«Honnêtement, je pense que je l'ai appris dans le journal à matin», a lancé Régis Labeaume en entrevue vendredi après-midi.
«Je savais qu'il était sur le projet, je ne l'avais pas vu dernièrement», a poursuivi le maire de Québec...
Même réaction, quelques heures plus tôt, de la part de l'architecte François Moreau. «Je ne le savais pas. Je l'ai appris dans le journal ce matin. On ne voyait plus M. Viau depuis un petit bout de temps, je me demandais d'ailleurs pourquoi.»
Dans Le Soleil d'hier, Serge Viau, ancien directeur général et directeur adjoint au développement durable à la Ville de Québec, commentait le concept architectural de l'amphithéâtre dévoilé jeudi.
Embauché en 2010 comme expert-conseil pour l'intégration de l'amphithéâtre dans son tissu urbain, cet architecte et urbaniste de formation disait avoir quitté son poste en raison de la décision de ne pas intégrer la façade de l'hippodrome au futur colisée.
Mais avant cela, sa contribution avait aussi été hypothéquée par la décision de construire l'amphithéâtre à l'emplacement de l'hippodrome, justement.
Effet sur le milieu
«On pensait pouvoir utiliser ce projet-là pour créer un nouveau milieu urbain, réurbaniser tout ce secteur, expliquait M. Viau. En changeant de place à l'arrière d'ExpoCité, ça n'avait plus beaucoup d'effet sur le milieu.»
Même s'il ignorait que M. Viau avait officiellement quitté son poste de conseiller en juin, Régis Labeaume a dit comprendre son point de vue.
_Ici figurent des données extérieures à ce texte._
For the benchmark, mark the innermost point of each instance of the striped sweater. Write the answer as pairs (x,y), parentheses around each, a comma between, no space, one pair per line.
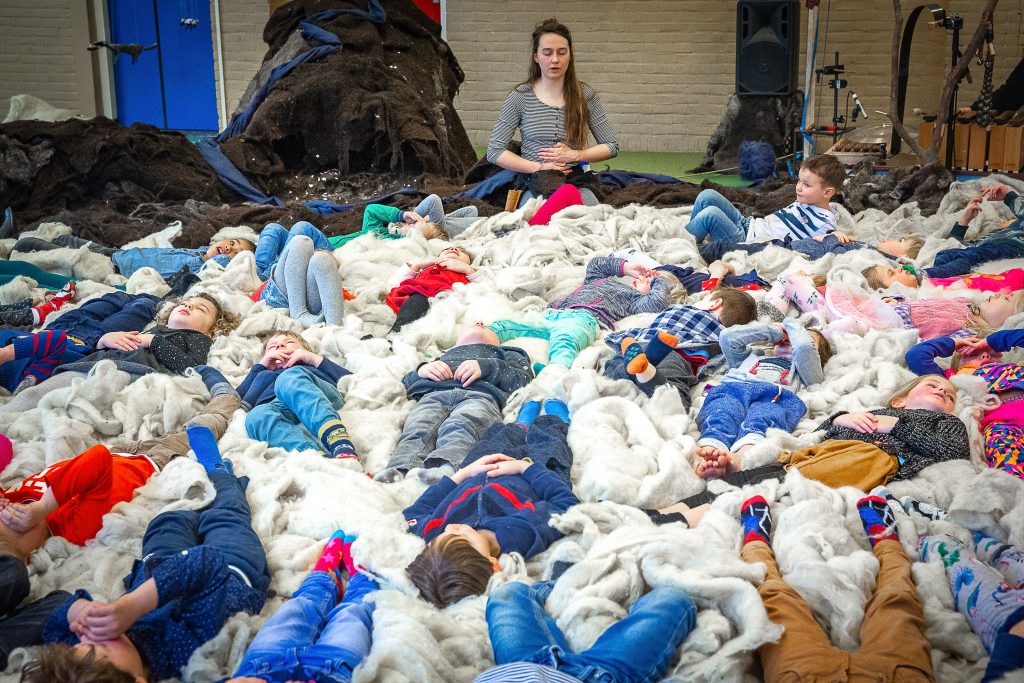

«Il n'était pas d'accord avec le changement de site. Et du point de vue urbanistique, je suis bien d'accord avec lui, mais pas au prix de dizaines de millions de dollars.»
En février, la Ville avait en effet eu une bien mauvaise surprise en constatant que décontaminer le terrain qu'elle privilégiait jusqu'alors, à l'angle du boulevard Wilfrid-Hamel et de l'autoroute Laurentienne, coûterait jusqu'à 40 millions $.
Une facture beaucoup trop élevée devant laquelle les responsables de l'amphithéâtre ont pris la décision de construire plutôt à l'ancien hippodrome, un terrain non contaminé.
François Moreau comprend aussi le point de vue de Serge Viau. «Lui, c'était le site sur Hamel pour revitaliser le secteur, ce qui n'était pas du tout une mauvaise idée. Urbanistiquement parlant, c'était bien plus winner que ce qu'on fait là», a admis l'architecte. «Je suis parfaitement d'accord, sauf qu'on n'avait pas de place pour le faire et deux, ça coûtait une beurrée. C'est plutôt ça qui a découragé M. Viau, pas mal plus ça que la façade.»